La troisième et dernière partie du discours de Baldwin précise un autre thème important. Le monde a t-il cesser de produire des poètes ? milo est très critique envers ses congénères rappeurs et le fait savoir par pics, lancés tout au long de think. Il s’en prend à la course à la popularité, aux imitations d’imitateurs, à ceux qui ne rappent plus comme si c’était la dernière fois, oubliant qu’il n’y aura peut-être pas de prochaine fois. S’ils sont en train de disparaître, vers qui faut il se tourner pour connaître cette vérité que seuls les poètes détiennent ? La réponse provient peut-être du dernier titre intitulé rapper, où Busdriver termine son couplet en citant deux noms « One, two, Kendrick and milo ».

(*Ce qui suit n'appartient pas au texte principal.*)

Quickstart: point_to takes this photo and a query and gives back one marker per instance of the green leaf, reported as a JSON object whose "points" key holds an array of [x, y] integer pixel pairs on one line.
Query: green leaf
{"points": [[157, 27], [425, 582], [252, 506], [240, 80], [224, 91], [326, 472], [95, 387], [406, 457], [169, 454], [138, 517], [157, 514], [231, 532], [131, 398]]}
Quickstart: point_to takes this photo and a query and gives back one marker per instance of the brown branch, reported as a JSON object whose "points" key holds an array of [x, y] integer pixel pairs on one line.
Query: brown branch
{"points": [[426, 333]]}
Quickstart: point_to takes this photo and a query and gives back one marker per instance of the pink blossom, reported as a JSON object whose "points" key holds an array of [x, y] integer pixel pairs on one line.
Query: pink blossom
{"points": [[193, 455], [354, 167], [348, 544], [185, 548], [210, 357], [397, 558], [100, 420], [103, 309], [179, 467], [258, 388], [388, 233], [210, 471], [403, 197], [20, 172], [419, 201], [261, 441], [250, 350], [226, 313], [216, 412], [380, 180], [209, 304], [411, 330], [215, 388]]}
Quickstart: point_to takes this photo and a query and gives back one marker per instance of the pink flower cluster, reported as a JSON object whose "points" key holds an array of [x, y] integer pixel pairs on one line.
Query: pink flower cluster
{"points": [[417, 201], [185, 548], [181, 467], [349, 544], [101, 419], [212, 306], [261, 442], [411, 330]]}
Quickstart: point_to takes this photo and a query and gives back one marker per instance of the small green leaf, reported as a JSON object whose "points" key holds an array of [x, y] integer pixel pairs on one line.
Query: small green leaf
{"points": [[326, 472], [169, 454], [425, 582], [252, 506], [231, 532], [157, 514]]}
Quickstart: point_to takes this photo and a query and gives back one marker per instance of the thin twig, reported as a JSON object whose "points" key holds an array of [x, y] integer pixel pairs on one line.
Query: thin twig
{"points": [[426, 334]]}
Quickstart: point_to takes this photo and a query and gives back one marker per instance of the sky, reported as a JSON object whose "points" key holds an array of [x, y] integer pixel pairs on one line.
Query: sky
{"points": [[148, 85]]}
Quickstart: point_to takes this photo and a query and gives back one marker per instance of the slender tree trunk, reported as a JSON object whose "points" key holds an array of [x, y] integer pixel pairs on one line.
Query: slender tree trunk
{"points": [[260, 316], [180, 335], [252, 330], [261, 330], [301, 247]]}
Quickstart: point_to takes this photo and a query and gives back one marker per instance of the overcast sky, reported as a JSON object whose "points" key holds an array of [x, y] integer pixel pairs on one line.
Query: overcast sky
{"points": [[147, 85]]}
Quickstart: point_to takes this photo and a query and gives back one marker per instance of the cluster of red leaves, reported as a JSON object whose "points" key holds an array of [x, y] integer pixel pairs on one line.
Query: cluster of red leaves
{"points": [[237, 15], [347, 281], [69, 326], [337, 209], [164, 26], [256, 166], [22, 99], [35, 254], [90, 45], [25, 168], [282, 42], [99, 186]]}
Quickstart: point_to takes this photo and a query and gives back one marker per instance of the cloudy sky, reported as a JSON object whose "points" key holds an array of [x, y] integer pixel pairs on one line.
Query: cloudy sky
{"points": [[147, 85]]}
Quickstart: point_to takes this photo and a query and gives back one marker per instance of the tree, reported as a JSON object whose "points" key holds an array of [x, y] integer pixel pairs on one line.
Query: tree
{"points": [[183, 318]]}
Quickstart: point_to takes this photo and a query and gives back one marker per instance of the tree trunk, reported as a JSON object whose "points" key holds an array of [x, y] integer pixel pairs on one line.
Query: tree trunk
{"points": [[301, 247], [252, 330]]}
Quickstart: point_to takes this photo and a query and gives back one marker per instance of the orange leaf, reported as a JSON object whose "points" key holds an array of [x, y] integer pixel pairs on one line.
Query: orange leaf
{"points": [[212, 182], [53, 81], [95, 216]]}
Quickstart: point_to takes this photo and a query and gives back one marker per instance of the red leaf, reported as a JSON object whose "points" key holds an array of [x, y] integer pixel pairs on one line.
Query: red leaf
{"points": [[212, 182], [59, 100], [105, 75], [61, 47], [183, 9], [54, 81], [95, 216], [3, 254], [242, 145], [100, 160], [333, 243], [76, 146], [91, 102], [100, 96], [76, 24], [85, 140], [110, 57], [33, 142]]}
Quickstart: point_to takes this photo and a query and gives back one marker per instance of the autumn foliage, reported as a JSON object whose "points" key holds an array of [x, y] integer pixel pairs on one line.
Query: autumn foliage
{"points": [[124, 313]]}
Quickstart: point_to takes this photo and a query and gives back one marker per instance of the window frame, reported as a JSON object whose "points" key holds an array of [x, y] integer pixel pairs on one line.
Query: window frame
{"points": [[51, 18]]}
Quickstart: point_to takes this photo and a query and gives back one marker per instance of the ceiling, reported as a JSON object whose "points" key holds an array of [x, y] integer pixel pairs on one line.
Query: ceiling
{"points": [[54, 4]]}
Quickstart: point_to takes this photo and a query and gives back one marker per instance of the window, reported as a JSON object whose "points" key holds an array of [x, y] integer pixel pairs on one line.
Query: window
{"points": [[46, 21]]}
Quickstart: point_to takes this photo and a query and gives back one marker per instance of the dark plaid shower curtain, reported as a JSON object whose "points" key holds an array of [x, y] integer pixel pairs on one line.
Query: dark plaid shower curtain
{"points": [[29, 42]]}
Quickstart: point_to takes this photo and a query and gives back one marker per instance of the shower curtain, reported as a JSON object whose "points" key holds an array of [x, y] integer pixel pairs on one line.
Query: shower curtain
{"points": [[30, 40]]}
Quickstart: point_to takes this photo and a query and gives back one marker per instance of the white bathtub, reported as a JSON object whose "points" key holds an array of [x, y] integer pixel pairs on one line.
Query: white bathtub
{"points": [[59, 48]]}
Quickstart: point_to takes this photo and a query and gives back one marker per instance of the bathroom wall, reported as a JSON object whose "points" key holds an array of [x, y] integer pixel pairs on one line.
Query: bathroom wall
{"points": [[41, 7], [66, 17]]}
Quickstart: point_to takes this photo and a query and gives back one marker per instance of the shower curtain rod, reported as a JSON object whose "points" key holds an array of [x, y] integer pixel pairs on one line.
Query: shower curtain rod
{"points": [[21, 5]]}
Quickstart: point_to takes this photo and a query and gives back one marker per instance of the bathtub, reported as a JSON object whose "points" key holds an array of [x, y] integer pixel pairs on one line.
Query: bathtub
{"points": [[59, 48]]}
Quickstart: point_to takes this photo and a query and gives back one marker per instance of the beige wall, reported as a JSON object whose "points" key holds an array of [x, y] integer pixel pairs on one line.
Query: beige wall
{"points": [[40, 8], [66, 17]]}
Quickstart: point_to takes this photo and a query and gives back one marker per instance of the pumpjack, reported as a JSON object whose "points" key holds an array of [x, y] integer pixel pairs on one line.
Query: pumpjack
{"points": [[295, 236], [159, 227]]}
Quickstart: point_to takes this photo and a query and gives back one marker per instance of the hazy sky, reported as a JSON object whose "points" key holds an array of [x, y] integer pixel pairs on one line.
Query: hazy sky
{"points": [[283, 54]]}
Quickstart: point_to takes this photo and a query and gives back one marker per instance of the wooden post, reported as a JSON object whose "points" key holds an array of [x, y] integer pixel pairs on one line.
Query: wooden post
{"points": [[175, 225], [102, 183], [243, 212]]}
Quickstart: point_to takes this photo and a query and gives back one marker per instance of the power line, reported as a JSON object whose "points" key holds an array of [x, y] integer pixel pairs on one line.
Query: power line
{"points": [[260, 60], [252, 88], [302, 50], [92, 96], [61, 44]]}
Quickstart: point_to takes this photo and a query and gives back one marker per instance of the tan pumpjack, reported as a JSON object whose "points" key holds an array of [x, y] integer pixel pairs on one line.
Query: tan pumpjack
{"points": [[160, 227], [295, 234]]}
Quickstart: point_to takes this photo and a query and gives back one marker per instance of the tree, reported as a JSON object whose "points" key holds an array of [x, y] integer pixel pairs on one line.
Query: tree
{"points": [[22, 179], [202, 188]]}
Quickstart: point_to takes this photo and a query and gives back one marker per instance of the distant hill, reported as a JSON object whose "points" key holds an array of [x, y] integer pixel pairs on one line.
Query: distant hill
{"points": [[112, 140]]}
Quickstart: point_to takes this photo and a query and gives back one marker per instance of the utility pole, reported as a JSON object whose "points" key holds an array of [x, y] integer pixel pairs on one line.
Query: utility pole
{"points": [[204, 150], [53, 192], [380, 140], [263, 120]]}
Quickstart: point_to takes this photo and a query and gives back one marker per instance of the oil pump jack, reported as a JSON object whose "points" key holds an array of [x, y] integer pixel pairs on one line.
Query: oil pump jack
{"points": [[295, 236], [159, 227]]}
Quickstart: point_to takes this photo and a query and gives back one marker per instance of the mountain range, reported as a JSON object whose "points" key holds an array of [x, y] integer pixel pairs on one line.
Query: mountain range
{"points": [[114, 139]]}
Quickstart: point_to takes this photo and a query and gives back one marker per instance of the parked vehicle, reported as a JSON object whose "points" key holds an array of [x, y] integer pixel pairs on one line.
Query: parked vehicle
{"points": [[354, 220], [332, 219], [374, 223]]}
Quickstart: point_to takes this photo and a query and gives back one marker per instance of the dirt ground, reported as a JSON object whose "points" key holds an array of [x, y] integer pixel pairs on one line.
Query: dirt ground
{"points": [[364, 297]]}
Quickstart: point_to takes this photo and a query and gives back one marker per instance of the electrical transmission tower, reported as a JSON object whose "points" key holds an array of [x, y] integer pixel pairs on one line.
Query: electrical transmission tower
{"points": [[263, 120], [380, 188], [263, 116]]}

who told you to think??!!?!?!?! est à la fois une sollicitation, une célébration et une proposition d’art Noir, philosophe et militant. milo souhaite que des artistes Noirs soient le reflet de la réalité, tout en s’exprimant de manière indépendante et personnelle. Il poursuit aussi le tournant sombre pris par so the flies don’t come en 2015, même si le spectre de la mortalité plane sur son humour pince sans rire et narquois depuis i wish my brother Rob was here en 2011. Plus affuté, think est à la fois son meilleur album et son plus accessible à ce jour, grâce aux productions embruinées mais mélodiques, douces comme un souvenir. Et il convainc d’une chose à priori absurde : qu’au moment de choisir la classe de son avatar dans un jeu de rôle, l’on puisse décider d’être poète plutôt que mage, paladin ou voleur, parce qu’il est vital pour chaque ville, chaque quartier, chaque groupe, chaque communauté, d’avoir son propre rappeur.